# StaR and FLAiR: Stabilizing and Enriching Randomized Neural Networks


This repository provides the complete codebase for the experiments presented in our study title "$\texttt{StaR}$ and $\texttt{FLAiR}$: Stabilizing and Enriching Randomized Neural Networks" on enhancing the stability and performance of Randomized Neural Networks (RdNNs) using two novel frameworks:
- **StaR (Stable Representations)**: A spectral regulation framework that controls the singular value spread of random weight matrices to improve stability and generalization.
- **FLAiR (Few-step Learning for Adaptive Initialization and Representation)**: A warm-up based mechanism that adaptively refines and freezes representations before solving output weights in closed-form.

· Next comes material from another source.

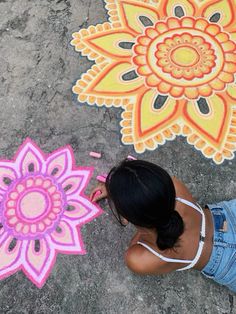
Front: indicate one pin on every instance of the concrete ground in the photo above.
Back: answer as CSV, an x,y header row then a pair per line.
x,y
37,70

The repository is structured to reflect both the **baseline models** and their **enhanced counterparts** under the StaR and FLAiR frameworks.

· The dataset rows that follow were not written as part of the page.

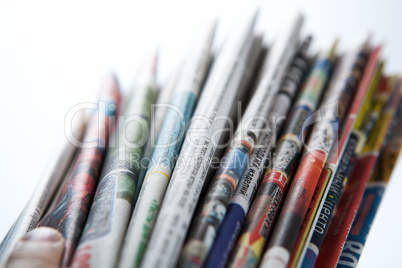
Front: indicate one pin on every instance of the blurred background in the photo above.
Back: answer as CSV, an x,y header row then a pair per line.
x,y
53,55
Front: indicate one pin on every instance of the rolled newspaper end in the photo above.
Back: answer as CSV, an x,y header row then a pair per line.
x,y
71,211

------------------------------------------------------------------------

## 📁 Repository Structure


├── StaR
│ ├── Baseline/ # Baseline implementations for RVFL, ELM, BLS, dRVFL (MATLAB + Python)
│ └── Proposed/ # StaR-enhanced versions of RVFL, ELM, BLS, dRVFL
│
├── FLAiR
│ ├── Baseline/ # Baseline implementations for RVFL, ELM, BLS, dRVFL (Python)
│ └── Proposed/ # FLAiR-enhanced versions of RVFL, ELM, BLS, dRVFL
│
├── README.md # You're here!




----------------------------------------------------------------------

⚙️Experimental Setup

All experiments for the baseline RVFL, ELM, and BLS models, along with their \textbf{StaR}-enhanced counterparts, are implemented using MATLAB R2023a and executed on a Windows 10 PC equipped with an Intel(R) Core(TM) i7-6700 CPU @ 3.40GHz (4 cores, 8 logical processors) and 16 GB RAM. The dRVFL model and its \textbf{StaR}-enhanced version, as well as all \textbf{FLAiR}-enhanced models and their corresponding baselines, are implemented in Python 3.12.7 within a Conda environment (version 24.11.3) and executed using Visual Studio Code on the same hardware configuration. Each dataset is preprocessed by normalizing the input features to have zero mean and unit variance. A $5$-fold cross-validation procedure is employed to ensure reliable and unbiased evaluation. In each fold, the dataset is split into $80\%$ training data and $20\%$ testing data. For every combination of hyperparameters, the model is trained on the training data and evaluated on the testing data across all $5$ folds. The testing accuracy is recorded for each fold. The final testing accuracy for each dataset is computed as the mean testing accuracy across the five folds, providing a robust estimate of the model's performance. Additionally, the standard deviation of testing accuracy across the folds is recorded to quantify the stability of the model.



-------------------------------------------------------------------

🔍 Hyperparameters

Hyperparameter tuning is performed using a grid search strategy to identify the optimal settings for each model. For each model, the regularization parameter (\( \lambda \)) is selected from \( \{10^i \mid i = -5, -4, \ldots, 5\} \). For RVFL and ELM, the number of hidden nodes (\( h \)) varies from \( [3:20:203] \), and six activation functions (Sigmoid (1), Sine (2), Tribas (3), Radbas (4), Tansig (5), and ReLU (6)) are evaluated. For BLS, the number of feature windows (\(q\)), the number of feature nodes in each window (\( p \)), and the number of enhancement nodes (\(r\)) are set as per \cite{10530427}, with Tansig as the activation function. For dRVFL, we adopt the same hyperparameter settings as provided in \cite{shi2021random} and evaluate three activation functions: Sigmoid (1), ReLU (2), and SELU (3). For the \textbf{StaR}-enhanced counterparts, the spectral bounds are selected by varying the upper threshold \( \sigma_{\text{high}} \) in the range \( \{0.5, 0.75, 1.0, 1.25, 1.5, 1.75, 2.0\} \), with the corresponding lower bound set as \( \sigma_{\text{low}} = 0.1 \cdot \sigma_{\text{high}} \). For the \textbf{FLAiR}-enhanced counterparts, the number of warm-up epochs is chosen from the range \( \{2, 3, \ldots, 10\} \), enabling progressive refinement of the input-to-hidden weights via lightweight adaptation. All \textbf{FLAiR} models are trained using the standard Adam optimizer \cite{kingma2017adammethodstochasticoptimization} for backpropagation during the warm-up phase. 


------------------------------------------------------------------------------


📂 Datasets

The dataset loading scripts assume that the datasets are stored in .txt format. (One can changed it as per the requirement)

Directory paths for loading datasets and saving results are clearly marked with placeholders in each script. Replace them with your local paths.